Open Access Highly Accessed Research article

Building prognostic models for breast cancer patients using clinical variables and hundreds of gene expression signatures

Cheng Fan1, Aleix Prat12, Joel S Parker12, Yufeng Liu37, Lisa A Carey4, Melissa A Troester5 and Charles M Perou1267*

Author Affiliations

1 Lineberger Comprehensive Cancer Center, University of North Carolina, Chapel Hill, USA

2 Department of Genetics, University of North Carolina, Chapel Hill, USA

3 Department of Statistics & Operations Research, University of North Carolina, Chapel Hill, USA

4 Department of Medicine, Division of Oncology, University of North Carolina, Chapel Hill, USA

5 Department of Epidemiology, University of North Carolina, Chapel Hill, USA

6 Department of Pathology & Laboratory Medicine, University of North Carolina, Chapel Hill, USA

7 Carolina Center for Genome Sciences, University of North Carolina, Chapel Hill, USA

For all author emails, please log on.

BMC Medical Genomics 2011, 4:3  doi:10.1186/1755-8794-4-3

Published: 9 January 2011



Multiple breast cancer gene expression profiles have been developed that appear to provide similar abilities to predict outcome and may outperform clinical-pathologic criteria; however, the extent to which seemingly disparate profiles provide additive prognostic information is not known, nor do we know whether prognostic profiles perform equally across clinically defined breast cancer subtypes. We evaluated whether combining the prognostic powers of standard breast cancer clinical variables with a large set of gene expression signatures could improve on our ability to predict patient outcomes.

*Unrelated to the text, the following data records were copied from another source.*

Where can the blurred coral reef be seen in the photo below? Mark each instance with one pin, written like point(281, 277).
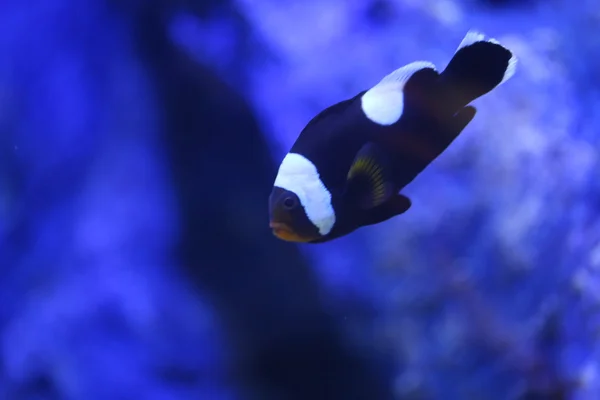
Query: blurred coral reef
point(138, 145)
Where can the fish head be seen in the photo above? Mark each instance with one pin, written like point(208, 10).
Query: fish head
point(300, 206)
point(288, 218)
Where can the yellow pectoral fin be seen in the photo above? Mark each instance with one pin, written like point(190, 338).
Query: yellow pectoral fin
point(368, 178)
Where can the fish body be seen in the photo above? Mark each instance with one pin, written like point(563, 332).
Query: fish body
point(349, 163)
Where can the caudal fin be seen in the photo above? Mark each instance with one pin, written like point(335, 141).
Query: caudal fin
point(478, 66)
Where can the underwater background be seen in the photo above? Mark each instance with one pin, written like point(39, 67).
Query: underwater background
point(139, 141)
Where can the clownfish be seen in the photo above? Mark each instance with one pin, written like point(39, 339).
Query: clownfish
point(349, 163)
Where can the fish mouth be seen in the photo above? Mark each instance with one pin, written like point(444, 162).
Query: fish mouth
point(284, 232)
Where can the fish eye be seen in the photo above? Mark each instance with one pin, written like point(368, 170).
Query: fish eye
point(289, 203)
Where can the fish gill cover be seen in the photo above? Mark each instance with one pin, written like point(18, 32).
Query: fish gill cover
point(138, 143)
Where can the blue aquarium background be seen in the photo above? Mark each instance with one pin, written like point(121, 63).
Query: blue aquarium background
point(139, 141)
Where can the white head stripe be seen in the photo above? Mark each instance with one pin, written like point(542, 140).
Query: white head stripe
point(384, 102)
point(300, 176)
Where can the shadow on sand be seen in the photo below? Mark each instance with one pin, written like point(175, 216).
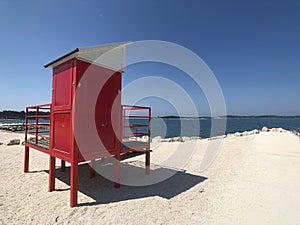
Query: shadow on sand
point(102, 190)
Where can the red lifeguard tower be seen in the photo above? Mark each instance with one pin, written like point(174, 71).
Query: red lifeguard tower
point(86, 105)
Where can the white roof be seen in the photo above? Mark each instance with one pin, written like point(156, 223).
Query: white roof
point(110, 56)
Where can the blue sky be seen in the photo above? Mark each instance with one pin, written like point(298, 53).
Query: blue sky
point(252, 47)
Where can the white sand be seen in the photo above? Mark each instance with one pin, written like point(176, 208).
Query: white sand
point(254, 180)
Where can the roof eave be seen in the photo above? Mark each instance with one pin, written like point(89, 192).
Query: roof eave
point(62, 57)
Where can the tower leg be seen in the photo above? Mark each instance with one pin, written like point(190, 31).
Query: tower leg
point(117, 170)
point(52, 174)
point(148, 162)
point(74, 184)
point(26, 159)
point(92, 169)
point(62, 166)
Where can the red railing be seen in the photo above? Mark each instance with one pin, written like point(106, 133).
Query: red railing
point(37, 123)
point(136, 122)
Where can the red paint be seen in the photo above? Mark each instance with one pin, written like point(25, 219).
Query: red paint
point(65, 116)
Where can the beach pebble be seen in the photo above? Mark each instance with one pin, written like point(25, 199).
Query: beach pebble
point(217, 137)
point(255, 131)
point(195, 138)
point(176, 139)
point(166, 140)
point(238, 134)
point(245, 133)
point(14, 142)
point(184, 138)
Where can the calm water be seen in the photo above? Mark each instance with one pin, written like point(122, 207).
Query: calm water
point(195, 127)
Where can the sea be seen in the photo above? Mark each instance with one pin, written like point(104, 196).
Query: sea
point(175, 127)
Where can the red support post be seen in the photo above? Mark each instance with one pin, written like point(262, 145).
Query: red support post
point(92, 169)
point(74, 184)
point(148, 162)
point(117, 170)
point(26, 159)
point(52, 174)
point(62, 166)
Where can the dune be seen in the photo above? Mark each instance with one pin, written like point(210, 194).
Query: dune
point(253, 179)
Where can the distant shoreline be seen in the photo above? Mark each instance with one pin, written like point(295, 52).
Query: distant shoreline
point(11, 117)
point(225, 117)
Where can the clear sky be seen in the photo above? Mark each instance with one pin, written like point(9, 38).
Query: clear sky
point(253, 47)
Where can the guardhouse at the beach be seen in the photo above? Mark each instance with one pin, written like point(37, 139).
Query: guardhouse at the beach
point(85, 120)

Using clinical-pathological variables and a collection of 323 gene expression "modules", including 115 previously published signatures, we build multivariate Cox proportional hazards models using a dataset of 550 node-negative systemically untreated breast cancer patients. Models predictive of pathological complete response (pCR) to neoadjuvant chemotherapy were also built using this approach.


We identified statistically significant prognostic models for relapse-free survival (RFS) at 7 years for the entire population, and for the subgroups of patients with ER-positive, or Luminal tumors. Furthermore, we found that combined models that included both clinical and genomic parameters improved prognostication compared with models with either clinical or genomic variables alone. Finally, we were able to build statistically significant combined models for pathological complete response (pCR) predictions for the entire population.


Integration of gene expression signatures and clinical-pathological factors is an improved method over either variable type alone. Highly prognostic models could be created when using all patients, and for the subset of patients with lymph node-negative and ER-positive breast cancers. Other variables beyond gene expression and clinical-pathological variables, like gene mutation status or DNA copy number changes, will be needed to build robust prognostic models for ER-negative breast cancer patients. This combined clinical and genomics model approach can also be used to build predictors of therapy responsiveness, and could ultimately be applied to other tumor types.